Is it possible to create this image with one continuous line and without going through the same line twice?

You can do trial and error for the next 24 hrs. or find the mathematical proof. It should be on google, as this is a common type of puzzle.

It’s impossible. This is covered by Euler’s Theorem in graph theory. It goes back to the 1700s. (Here and here). A graph (consisting of vertex points connected by line segments) cannot be traced without lifting the pencil if there are more than two odd vertices. A vertex is odd or even depending on how many line segments connect to it. In your graph, all three bottom vertices are odd (3, 5, 3). That makes it impossible.

It makes intuitive sense: An even vertex can be entered and exited again an integral number of times. An odd, vertex, however, must represent either the start or finish of thbe path. Where does that leave the 3rd vertex?

No, it’s not possible. I just worked on it for about 20 minutes. You can do the first house very easily, but not with the second one attatched.

@WillWorkForChocolate: It’s quicker to do the math apparently.

It is not possible and here is why:

If the graph is traceable, all vertices must have an even number of connections from it, except for possibly two of them. This is because you must both arrive and leave at every point except for the start and the end. You may visit each point any number of times, but since you must both arrive and leave (2 connections) each time you visit a vertex, the total number of connections for a transversed vertex is

2*(# of visits) = # of connections, an even number

If the start and the end are on different vertices, those two would have an odd number.
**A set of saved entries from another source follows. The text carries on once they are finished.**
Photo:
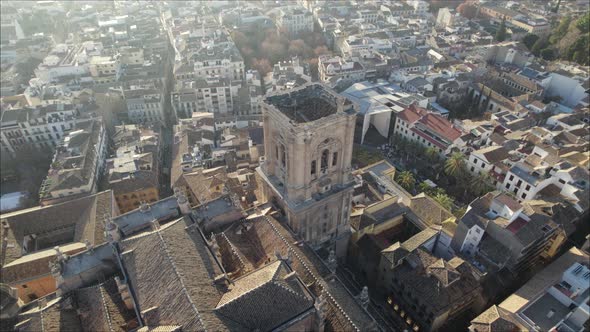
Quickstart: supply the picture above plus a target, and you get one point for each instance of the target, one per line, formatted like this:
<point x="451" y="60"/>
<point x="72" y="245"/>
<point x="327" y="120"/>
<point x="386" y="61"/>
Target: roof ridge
<point x="105" y="307"/>
<point x="242" y="295"/>
<point x="279" y="284"/>
<point x="171" y="260"/>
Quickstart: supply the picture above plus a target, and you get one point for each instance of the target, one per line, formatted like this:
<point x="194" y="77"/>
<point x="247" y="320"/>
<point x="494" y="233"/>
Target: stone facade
<point x="308" y="139"/>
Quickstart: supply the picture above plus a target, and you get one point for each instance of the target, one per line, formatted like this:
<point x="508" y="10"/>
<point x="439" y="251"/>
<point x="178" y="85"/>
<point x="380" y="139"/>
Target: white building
<point x="144" y="104"/>
<point x="334" y="68"/>
<point x="77" y="165"/>
<point x="42" y="127"/>
<point x="295" y="20"/>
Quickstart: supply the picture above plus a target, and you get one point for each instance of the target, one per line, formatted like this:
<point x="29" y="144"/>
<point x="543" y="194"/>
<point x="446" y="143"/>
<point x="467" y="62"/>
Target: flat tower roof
<point x="310" y="103"/>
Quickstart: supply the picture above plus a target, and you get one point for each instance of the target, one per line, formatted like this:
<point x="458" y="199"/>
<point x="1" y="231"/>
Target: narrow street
<point x="375" y="309"/>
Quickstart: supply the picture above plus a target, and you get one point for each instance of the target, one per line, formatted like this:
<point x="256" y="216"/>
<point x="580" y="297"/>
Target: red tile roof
<point x="412" y="114"/>
<point x="441" y="126"/>
<point x="516" y="225"/>
<point x="428" y="138"/>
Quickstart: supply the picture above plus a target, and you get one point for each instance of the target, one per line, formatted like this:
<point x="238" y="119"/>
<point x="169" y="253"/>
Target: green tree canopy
<point x="445" y="200"/>
<point x="455" y="164"/>
<point x="583" y="23"/>
<point x="501" y="33"/>
<point x="480" y="184"/>
<point x="406" y="180"/>
<point x="529" y="40"/>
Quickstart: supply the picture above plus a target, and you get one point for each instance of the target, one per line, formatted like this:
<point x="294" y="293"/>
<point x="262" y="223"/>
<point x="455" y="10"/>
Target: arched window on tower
<point x="324" y="161"/>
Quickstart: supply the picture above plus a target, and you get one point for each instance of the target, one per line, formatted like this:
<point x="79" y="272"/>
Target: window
<point x="324" y="161"/>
This is a quick method of finding the start and finish vertices, by locating the two vertices with an odd number of connections. If the graph has more than two vertices with an odd number, then is not traceable. If one vertex is the start and a second is the end, then the others must be transversed and the above formula applies to the number of connections. For the formula to give the correct number of connections for those other odd vertices, we must have visited them a fractional number of times, which is not possible.

In the example, we have four vertices with an odd number of connections. These four points have 3, 3, 7, and 5 connections. If the two 3’s are the start and end, then we must have visited the vertex with 7 connections 3.5 times and the vertex with 5 connections 2.5 times, a logical impossibility.

Here’s a more fluffy answer for this specific drawing:

Three of the vertexes are odd. (the one connecting the two roofs, and the two outside bottom corners of the drawing)

So even if you chose one of them as your start point, and the other as your end point, you’re still gonna have that third one to deal with. And since it has an odd number of lines connecting to it, you will not be able to draw all those lines and still continue to your chosen end point.